Stocks took a breather yesterday, as concerns about inflation and slowing growth overshadowed a handful of solid earnings reports and some good -- or at least less bad -- news on the U.S. housing front.

Adrian Mastracci, portfolio manager at Vancouver’s ‘fee-only’ KCM Wealth Management, says, "There's a fear factor in the markets . . . given that the U.S. is going to go into some sort of a slowdown. For clients who can't stomach a lot of volatility, they should trim their equity exposure and move some cash into fixed-income holdings."

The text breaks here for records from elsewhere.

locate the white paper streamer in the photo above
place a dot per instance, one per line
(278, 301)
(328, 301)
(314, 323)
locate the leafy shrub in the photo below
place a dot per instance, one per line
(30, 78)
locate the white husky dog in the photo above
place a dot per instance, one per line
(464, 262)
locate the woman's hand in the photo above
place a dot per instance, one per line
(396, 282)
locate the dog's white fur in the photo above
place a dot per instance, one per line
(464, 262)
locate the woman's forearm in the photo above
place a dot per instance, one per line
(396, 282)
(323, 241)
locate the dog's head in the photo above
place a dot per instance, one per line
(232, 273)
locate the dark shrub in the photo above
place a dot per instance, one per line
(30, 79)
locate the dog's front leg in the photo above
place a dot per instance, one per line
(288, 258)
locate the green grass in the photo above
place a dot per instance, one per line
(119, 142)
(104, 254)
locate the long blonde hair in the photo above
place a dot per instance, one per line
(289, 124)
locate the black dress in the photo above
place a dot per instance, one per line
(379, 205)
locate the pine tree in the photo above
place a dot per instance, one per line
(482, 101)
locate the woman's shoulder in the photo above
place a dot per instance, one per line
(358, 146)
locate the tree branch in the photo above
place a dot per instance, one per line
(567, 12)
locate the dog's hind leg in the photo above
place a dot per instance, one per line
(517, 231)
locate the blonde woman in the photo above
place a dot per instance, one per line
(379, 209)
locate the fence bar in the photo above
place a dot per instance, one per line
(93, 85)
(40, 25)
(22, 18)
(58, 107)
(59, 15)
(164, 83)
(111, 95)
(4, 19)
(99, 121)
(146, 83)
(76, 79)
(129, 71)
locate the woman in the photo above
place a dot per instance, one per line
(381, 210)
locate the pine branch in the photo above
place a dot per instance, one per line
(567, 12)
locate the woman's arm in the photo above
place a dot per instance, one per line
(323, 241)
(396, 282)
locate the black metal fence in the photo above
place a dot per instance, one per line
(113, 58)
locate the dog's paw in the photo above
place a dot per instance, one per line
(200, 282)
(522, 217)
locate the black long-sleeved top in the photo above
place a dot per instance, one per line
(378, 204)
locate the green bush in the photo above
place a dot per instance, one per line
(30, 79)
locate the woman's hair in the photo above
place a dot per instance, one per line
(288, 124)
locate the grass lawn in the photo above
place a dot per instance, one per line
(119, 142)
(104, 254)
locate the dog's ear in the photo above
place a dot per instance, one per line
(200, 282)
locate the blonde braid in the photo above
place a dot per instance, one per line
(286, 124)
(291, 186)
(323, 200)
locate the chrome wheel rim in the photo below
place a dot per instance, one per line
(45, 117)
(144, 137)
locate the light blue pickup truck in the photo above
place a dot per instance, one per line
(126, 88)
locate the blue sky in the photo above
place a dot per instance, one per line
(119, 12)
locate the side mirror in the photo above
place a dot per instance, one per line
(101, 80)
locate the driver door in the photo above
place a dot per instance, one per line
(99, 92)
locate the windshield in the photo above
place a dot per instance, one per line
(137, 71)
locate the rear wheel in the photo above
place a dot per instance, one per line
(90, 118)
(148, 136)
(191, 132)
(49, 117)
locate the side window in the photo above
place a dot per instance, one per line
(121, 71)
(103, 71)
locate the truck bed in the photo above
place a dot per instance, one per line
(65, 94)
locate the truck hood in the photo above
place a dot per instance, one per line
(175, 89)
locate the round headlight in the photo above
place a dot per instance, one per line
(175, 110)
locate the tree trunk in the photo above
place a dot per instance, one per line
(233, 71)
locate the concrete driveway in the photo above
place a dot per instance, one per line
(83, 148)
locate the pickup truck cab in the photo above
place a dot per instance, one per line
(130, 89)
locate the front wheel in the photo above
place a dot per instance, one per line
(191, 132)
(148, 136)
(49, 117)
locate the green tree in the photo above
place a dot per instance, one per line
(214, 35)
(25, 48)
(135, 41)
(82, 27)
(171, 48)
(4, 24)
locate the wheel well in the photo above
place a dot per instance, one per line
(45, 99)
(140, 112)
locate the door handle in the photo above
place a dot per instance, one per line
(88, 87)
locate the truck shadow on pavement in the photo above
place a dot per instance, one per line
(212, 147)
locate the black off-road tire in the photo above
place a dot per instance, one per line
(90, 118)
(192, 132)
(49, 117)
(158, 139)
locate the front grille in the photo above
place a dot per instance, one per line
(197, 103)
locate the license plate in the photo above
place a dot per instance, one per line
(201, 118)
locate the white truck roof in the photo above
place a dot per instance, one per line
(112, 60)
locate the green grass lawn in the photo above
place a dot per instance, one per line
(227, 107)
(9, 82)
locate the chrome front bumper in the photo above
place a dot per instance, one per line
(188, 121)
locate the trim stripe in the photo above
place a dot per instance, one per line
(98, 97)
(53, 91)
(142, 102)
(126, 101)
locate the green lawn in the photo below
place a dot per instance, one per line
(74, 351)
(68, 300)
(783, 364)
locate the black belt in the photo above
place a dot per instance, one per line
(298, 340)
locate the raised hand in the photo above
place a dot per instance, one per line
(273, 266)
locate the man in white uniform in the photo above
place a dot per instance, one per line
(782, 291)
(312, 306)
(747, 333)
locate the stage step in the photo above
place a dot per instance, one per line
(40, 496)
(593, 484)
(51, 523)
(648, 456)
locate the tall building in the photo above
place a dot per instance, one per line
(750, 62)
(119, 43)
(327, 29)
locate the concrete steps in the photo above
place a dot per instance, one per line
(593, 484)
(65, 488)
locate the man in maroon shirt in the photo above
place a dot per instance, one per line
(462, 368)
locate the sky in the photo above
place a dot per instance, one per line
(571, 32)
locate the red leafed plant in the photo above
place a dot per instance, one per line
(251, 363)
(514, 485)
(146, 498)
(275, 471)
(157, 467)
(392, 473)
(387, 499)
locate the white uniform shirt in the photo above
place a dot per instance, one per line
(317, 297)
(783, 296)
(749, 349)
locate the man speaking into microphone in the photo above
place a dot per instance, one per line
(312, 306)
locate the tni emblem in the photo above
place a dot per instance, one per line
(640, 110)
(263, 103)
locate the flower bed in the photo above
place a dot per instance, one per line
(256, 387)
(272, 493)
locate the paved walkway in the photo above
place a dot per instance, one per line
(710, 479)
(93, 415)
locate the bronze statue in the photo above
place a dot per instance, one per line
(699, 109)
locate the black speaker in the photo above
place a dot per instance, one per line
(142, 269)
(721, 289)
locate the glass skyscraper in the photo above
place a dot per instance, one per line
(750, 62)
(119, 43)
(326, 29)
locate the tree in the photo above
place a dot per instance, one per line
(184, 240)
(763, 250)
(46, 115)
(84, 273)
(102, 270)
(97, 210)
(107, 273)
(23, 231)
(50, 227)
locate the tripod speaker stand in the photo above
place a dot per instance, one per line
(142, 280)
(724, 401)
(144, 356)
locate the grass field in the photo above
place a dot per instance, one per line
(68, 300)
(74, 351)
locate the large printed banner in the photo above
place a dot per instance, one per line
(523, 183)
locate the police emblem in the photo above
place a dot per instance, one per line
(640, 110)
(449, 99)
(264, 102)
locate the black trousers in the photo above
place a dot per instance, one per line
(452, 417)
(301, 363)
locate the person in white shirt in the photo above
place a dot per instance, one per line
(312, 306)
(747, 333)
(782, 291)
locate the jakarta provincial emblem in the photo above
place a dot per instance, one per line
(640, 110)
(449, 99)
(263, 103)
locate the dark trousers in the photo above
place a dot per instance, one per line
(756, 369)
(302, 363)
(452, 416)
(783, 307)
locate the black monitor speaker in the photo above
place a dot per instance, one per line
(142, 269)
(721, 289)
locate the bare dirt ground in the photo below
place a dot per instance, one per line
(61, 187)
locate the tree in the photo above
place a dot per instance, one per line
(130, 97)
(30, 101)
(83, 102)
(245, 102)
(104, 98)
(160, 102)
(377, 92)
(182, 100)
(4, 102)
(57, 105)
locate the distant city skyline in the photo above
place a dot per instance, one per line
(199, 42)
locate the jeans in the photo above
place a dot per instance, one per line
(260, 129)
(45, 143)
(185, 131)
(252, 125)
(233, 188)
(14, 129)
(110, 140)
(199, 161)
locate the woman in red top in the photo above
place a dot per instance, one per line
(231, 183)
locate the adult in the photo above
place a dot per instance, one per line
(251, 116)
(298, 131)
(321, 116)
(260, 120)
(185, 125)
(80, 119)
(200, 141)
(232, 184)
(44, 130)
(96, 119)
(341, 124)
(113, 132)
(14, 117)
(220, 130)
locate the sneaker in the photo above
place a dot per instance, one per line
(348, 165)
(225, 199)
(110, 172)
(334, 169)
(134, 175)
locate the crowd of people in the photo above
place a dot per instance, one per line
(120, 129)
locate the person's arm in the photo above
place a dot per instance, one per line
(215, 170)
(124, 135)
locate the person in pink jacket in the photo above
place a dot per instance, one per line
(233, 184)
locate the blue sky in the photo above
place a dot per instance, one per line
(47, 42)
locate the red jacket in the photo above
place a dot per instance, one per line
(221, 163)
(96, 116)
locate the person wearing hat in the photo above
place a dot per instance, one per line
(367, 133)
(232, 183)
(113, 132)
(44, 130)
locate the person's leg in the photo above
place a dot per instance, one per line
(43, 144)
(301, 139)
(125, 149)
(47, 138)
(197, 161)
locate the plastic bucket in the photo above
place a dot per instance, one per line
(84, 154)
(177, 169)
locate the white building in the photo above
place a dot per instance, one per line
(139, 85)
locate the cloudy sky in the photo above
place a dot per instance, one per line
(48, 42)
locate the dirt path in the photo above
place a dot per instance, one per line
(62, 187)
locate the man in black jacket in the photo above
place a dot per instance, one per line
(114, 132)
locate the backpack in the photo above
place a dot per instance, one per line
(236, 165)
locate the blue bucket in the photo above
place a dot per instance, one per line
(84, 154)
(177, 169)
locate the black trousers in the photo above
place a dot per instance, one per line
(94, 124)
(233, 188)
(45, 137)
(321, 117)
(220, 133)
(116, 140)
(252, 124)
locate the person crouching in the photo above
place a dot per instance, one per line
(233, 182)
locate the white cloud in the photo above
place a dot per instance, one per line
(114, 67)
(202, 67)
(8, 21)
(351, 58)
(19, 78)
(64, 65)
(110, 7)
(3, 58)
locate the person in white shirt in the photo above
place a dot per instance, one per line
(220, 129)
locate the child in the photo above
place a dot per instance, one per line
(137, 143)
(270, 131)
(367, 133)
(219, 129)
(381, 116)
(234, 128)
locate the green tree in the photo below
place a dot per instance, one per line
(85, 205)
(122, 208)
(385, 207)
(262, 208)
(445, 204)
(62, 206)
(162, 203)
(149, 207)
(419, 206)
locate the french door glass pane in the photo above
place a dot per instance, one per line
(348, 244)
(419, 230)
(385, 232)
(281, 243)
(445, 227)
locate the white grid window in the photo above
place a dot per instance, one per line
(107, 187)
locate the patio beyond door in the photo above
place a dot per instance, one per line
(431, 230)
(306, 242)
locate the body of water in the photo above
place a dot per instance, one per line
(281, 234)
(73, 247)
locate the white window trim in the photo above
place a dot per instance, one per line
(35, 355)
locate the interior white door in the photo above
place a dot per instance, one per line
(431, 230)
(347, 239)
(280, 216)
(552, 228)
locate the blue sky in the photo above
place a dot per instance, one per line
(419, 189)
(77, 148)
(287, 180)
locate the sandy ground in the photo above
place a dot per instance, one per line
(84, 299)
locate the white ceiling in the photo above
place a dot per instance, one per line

In a setback for investors hoping for lower interest rates, the latest report on U.S. producer prices showed inflation remains a threat. The Labour Department said core producer prices, which exclude food and energy, jumped a surprising 0.6 per cent in September -- the biggest increase since January, 2005.

The increase, which was fuelled by higher prices for motor vehicles, indicates the U.S. Federal Reserve Board may be in no hurry to cut interest rates, even as the overall producer price index tumbled 1.3 per cent, reflecting a record 22.2-per-cent drop in gasoline prices.

Adding to the economic uncertainty, the Federal Reserve said industrial production skidded 0.6 per cent last month -- the biggest drop in a year -- underlining concerns about slowing growth.

"There's a fear factor in the markets . . . given that the U.S. is going to go into some sort of a slowdown," said Adrian Mastracci, president and portfolio manager at KCM Wealth Management Inc. in Vancouver. For clients who can't stomach a lot of volatility, Mr. Mastracci recommends they trim their equity exposure and move some cash into fixed-income holdings.

Apparently, some investors were doing just that yesterday.

Ending a three-day winning streak, the Dow Jones industrial average slipped 30.58 points to 11,950.02, as investors retreated after three days of gains that sent the blue-chip average to record highs. Other market barometers also fell, with the S&P 500 down five points to 1,364.05 and the Nasdaq composite index off 18.89 points to 2,344.95.

Canadian investors also grappled with a confusing economic picture, as the Bank of Canada cut its forecast for economic growth but said it expects the core inflation rate to creep above its 2-per-cent target in the months ahead before slipping back to 2 per cent by the mid-2007.

"All factors considered . . . the Canadian economy continues to operate just above its production capacity," the bank said in leaving its benchmark interest rate unchanged at 4.25 per cent. For the markets, the message was clear.

"The bank appears to be squashing any notion of a rate ease at this point," said Carolyn Kwan, an economist at Bank of Nova Scotia.

Their hopes for lower interest rates dashed, Canadian investors also took some chips off the table. The S&P/TSX composite index fell 64.91 points to 11,996.63, ending a string of three consecutive advances.

For Canada's energy-intensive market, it didn't help that the price of oil resumed its losing ways. On the New York Mercantile Exchange, crude for November delivery fell $1.01 (U.S.) or 1.7 per cent to close at $58.93 a barrel.

The S&P/TSX capped energy index fell 1.3 per cent for the biggest drop of any sector, with five oil and gas producers -- EnCana, Canadian Natural Resources, Petro-Canada, Nexen and Suncor Energy -- accounting for nearly half of the S&P/TSX's total point loss.

Not that there weren't some flashes of optimism yesterday. Shares of Johnson & Johnson and Merrill Lynch rallied after both companies reported third-quarter results that topped analyst estimates.

And, in a sign the struggling U.S. housing market may be nearing a bottom, sentiment among home builders actually improved in October -- although not by much.

The National Association of Home Builders/Wells Fargo index of builder confidence inched up to 31 from 30 in September, reversing a string of eight consecutive declines.

NAHB's chief economist David Seiders cited a recent dip in mortgage rates, lower energy prices and improving consumer sentiment for the stabilization in builder confidence. But let's not get too excited: A reading of 31 still indicates most builders view the market as poor.